Klinikverbund Südwest warnt vor GKV-Gesetz: „Gesetzlich verordnetes Abbauprogramm“
Gemeinsamer Brandbrief von Landrat und Klinikgeschäftsführung fordert Stopp des Gesetzentwurfs – Sorge um kommunale Krankenhausversorgung wächst
Mit einem gemeinsamen Brandbrief wenden sich Landrat Roland Bernhard und die Geschäftsführung des Klinikverbund Südwest gegen den geplanten Gesetzentwurf zur Stabilisierung der Finanzen der gesetzlichen Krankenversicherung. Nach Einschätzung der Verantwortlichen könnten die vorgesehenen Regelungen erhebliche Auswirkungen auf kommunale Krankenhäuser haben und die Versorgungssicherheit im Landkreis Böblingen gefährden.
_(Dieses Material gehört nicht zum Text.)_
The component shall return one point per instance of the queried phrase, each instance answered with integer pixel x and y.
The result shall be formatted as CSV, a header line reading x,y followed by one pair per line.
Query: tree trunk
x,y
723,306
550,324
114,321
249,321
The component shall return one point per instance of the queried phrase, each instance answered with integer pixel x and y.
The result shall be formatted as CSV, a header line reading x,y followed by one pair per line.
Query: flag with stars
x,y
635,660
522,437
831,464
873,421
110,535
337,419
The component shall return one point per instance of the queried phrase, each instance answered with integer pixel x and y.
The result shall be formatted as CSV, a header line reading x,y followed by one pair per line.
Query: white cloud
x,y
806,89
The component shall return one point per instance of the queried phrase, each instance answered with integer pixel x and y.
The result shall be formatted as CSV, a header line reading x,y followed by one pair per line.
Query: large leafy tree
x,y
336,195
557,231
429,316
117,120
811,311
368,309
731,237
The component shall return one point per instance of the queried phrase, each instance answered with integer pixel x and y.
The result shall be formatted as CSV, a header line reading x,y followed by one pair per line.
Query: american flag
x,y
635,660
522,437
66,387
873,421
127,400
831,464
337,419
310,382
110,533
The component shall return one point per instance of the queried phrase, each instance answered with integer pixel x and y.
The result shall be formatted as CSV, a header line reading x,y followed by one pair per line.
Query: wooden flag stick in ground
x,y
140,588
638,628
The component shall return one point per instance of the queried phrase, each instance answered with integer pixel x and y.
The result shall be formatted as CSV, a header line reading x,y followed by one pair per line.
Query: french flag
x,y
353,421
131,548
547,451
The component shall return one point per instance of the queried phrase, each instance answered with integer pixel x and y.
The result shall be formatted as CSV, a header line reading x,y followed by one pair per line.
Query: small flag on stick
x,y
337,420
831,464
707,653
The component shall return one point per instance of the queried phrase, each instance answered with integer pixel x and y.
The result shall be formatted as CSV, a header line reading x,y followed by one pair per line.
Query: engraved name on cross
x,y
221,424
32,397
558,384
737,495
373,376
In dem Schreiben an die Bundestagsabgeordneten Jasmina Hostert und Marc Biadacz kritisieren Landrat Roland Bernhard und Klinikgeschäftsführer Alexander Schmidtke die vorgesehenen Finanzierungsmechanismen des Gesetzentwurfs deutlich. Zwar erkennen beide grundsätzlich die Notwendigkeit gesundheitspolitischer Reformen an, bewerten die geplanten Maßnahmen jedoch als einseitige Verlagerung finanzieller Lasten auf Krankenhäuser und kommunale Haushalte.
Nach Darstellung der Verfasser könnten die finanziellen Defizite der gesetzlichen Krankenversicherung künftig stärker zulasten der Klinikträger und damit indirekt der Landkreise wirken. Als Beispiel verweisen sie auf die Belastung kommunaler Träger in Baden-Württemberg, die ihren Kliniken bereits erhebliche finanzielle Zuschüsse leisten müssten.
Besonders kritisch sehen die Verantwortlichen die Auswirkungen auf Einrichtungen, die sich bereits in umfassenden Transformationsprozessen befinden. Der Klinikverbund Südwest verfolgt mit seiner „Medizinkonzeption 2030“ nach eigenen Angaben eine langfristige Restrukturierungsstrategie mit dem Ziel einer wirtschaftlichen Stabilisierung bis zum Jahr 2030. Nach Auffassung der Verantwortlichen könnten die vorgesehenen gesetzlichen Regelungen diese Entwicklung erschweren.
Im Schreiben werden zudem mögliche Folgen für die Personal- und Versorgungsstrukturen skizziert. Dabei wird auf Berechnungen der Deutsche Krankenhausgesellschaft verwiesen, wonach erhebliche Einsparungen notwendig werden könnten. Daraus könnten sich Auswirkungen auf Personalstrukturen sowie die pflegerische und medizinische Versorgung ergeben.
Darüber hinaus wird die Investitionsfinanzierung im Krankenhausbereich thematisiert. Nach Auffassung der Unterzeichner würden kommunale Träger zunehmend Aufgaben übernehmen, die originär Bund und Ländern zugeordnet seien. Dies könne langfristig die finanzielle Handlungsfähigkeit der kommunalen Ebene einschränken.
Landrat Bernhard betonte, dass kommunale Krankenhäuser primär auf die Sicherstellung einer flächendeckenden Versorgung ausgerichtet seien und nicht auf Gewinnerzielung. Die Diskussion um die Finanzierung der Krankenhäuser berühre daher unmittelbar Fragen der kommunalen Daseinsvorsorge.
Der Brandbrief reiht sich in eine breitere Debatte über die zukünftige Ausgestaltung der Krankenhaus- und GKV-Finanzierung ein. Vor dem Hintergrund steigender Defizite, der laufenden Krankenhausreform und hoher Investitionsbedarfe wächst bundesweit die Diskussion über die finanzielle Belastbarkeit kommunaler Klinikstrukturen.